Seule la preuve subjective, le témoignage intérieur du Saint-Esprit dont nous aurons encore à parler, peut faire naître dans le coeur la conviction ou foi divine, convaincre intimement que la Bible est Parole de Dieu et faire naître dans les coeurs la confiance en ses promesses. Cf. ci-dessous, le chapitre 4.

 

4) Résumé :

Nous résumerons ainsi ce que la Bible dit d'elle-même et de son inspiration :

En disant cela, nous ne prétendons en rien expliquer le mystère de l'inspiration. Elle reste un mystère qui transcende l'intelligence humaine et toute tentative de formulation rationnellement satisfaisante, mais en atteste simplement les résultats. L'Ecriture n'est pas tantôt parole humaine et tantôt Parole de Dieu, selon le sujet traité, mais elle est toujours et partout à la fois parole d'hommes et Parole de Dieu, parole entièrement humaine et totalement divine. Il arrive que dans ce monde des livres soient signés par deux ou plusieurs auteurs. C'est qu'ils se sont réparti le travail: l'un a fait les recherches nécessaires et l'autre a rédigé l'ouvrage, ou bien chacun en a écrit une partie.
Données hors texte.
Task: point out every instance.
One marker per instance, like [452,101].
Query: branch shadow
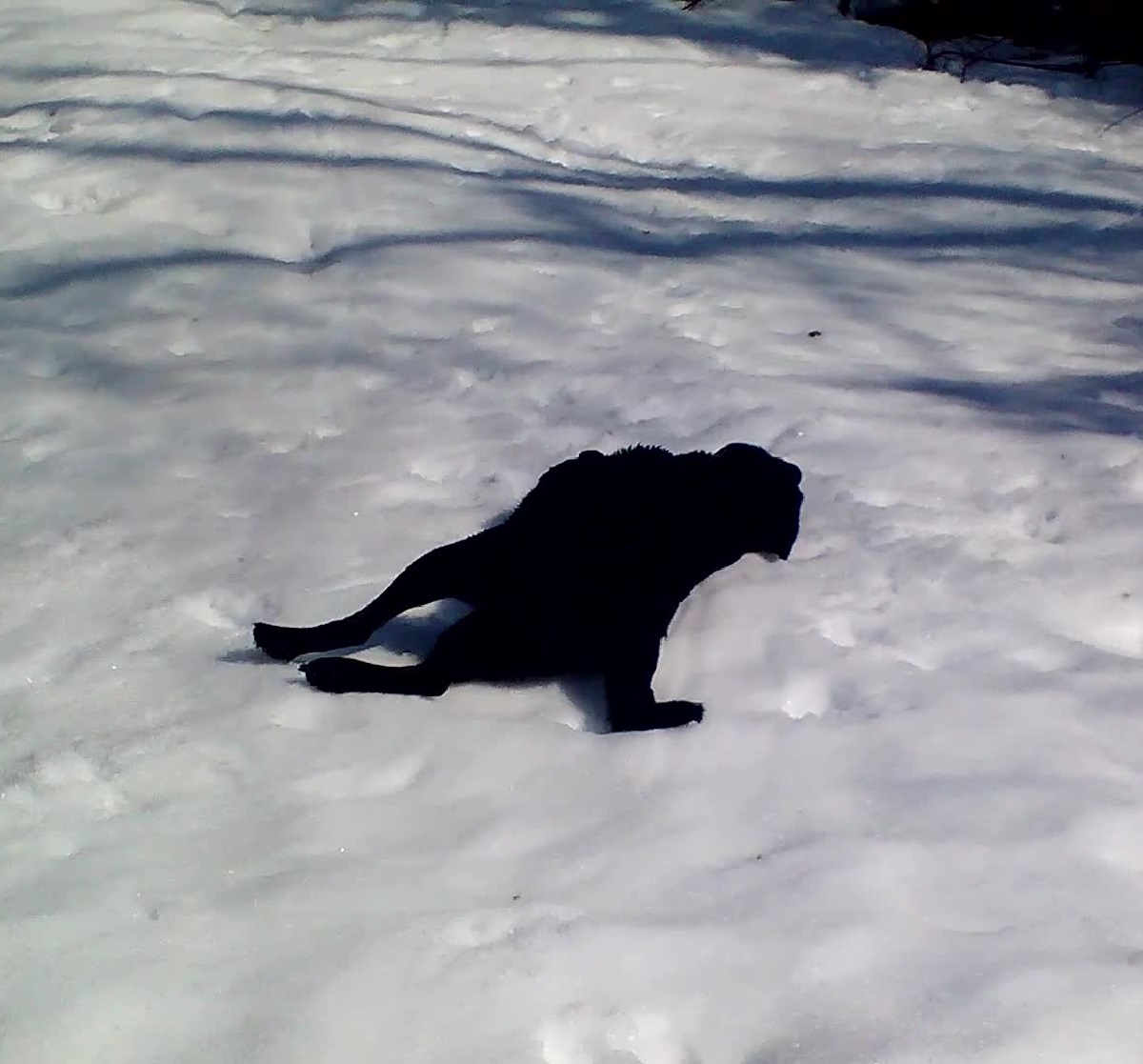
[592,205]
[1104,404]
Mais ce n'est pas ainsi que les choses se sont passées pour la Bible, car elle est à la fois, sur chacune de ses pages, Parole de Dieu et l'oeuvre d'hommes. Cela montre qu'il est psychologiquement impossible d'expliquer ou même simplement de décrire le mystère de l'inspiration de l'Ecriture. Celui-ci échappe, en tant qu'oeuvre divine, à toute définition.
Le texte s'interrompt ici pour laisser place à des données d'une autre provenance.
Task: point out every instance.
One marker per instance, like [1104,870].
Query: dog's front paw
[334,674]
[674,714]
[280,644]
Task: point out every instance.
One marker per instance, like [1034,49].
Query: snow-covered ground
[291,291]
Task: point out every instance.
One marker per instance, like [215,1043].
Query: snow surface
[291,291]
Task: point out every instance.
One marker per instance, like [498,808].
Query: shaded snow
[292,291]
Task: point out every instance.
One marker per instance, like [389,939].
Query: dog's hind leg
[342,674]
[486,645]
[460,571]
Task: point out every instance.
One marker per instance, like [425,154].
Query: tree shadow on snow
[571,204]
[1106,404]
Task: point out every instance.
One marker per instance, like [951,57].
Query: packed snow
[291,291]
Le recours fréquent, de la part de nombreux théologiens dans l'histoire de l'Eglise, à des images telles que la flûte ou la lyre, légitime si on tient compte de ce qu'une image a toujours d'approximatif, ne doit se faire qu'avec la plus grande prudence. Il assimile en effet l'inspiration à un acte accompli alors que l'écrivain sacré était dans un état d'extase. Or extase et inspiration sont deux choses différentes. S'il est vrai que tel prophète était dans un état extatique au moment où Dieu se révélait à lui, ce n'était pas toujours le cas. L'auteur des Chroniques, les auteurs des évangiles et celui des Actes n'ont sans doute pas connu ce genre de situation. Dieu a aussi inspiré ceux qui ont procédé à des recherches et investigations personnelles avant de se mettre à écrire. Les images de la flûte et de la lyre ne rendent justice que d'un mode particulier d'inspiration, à l'exclusion des autres.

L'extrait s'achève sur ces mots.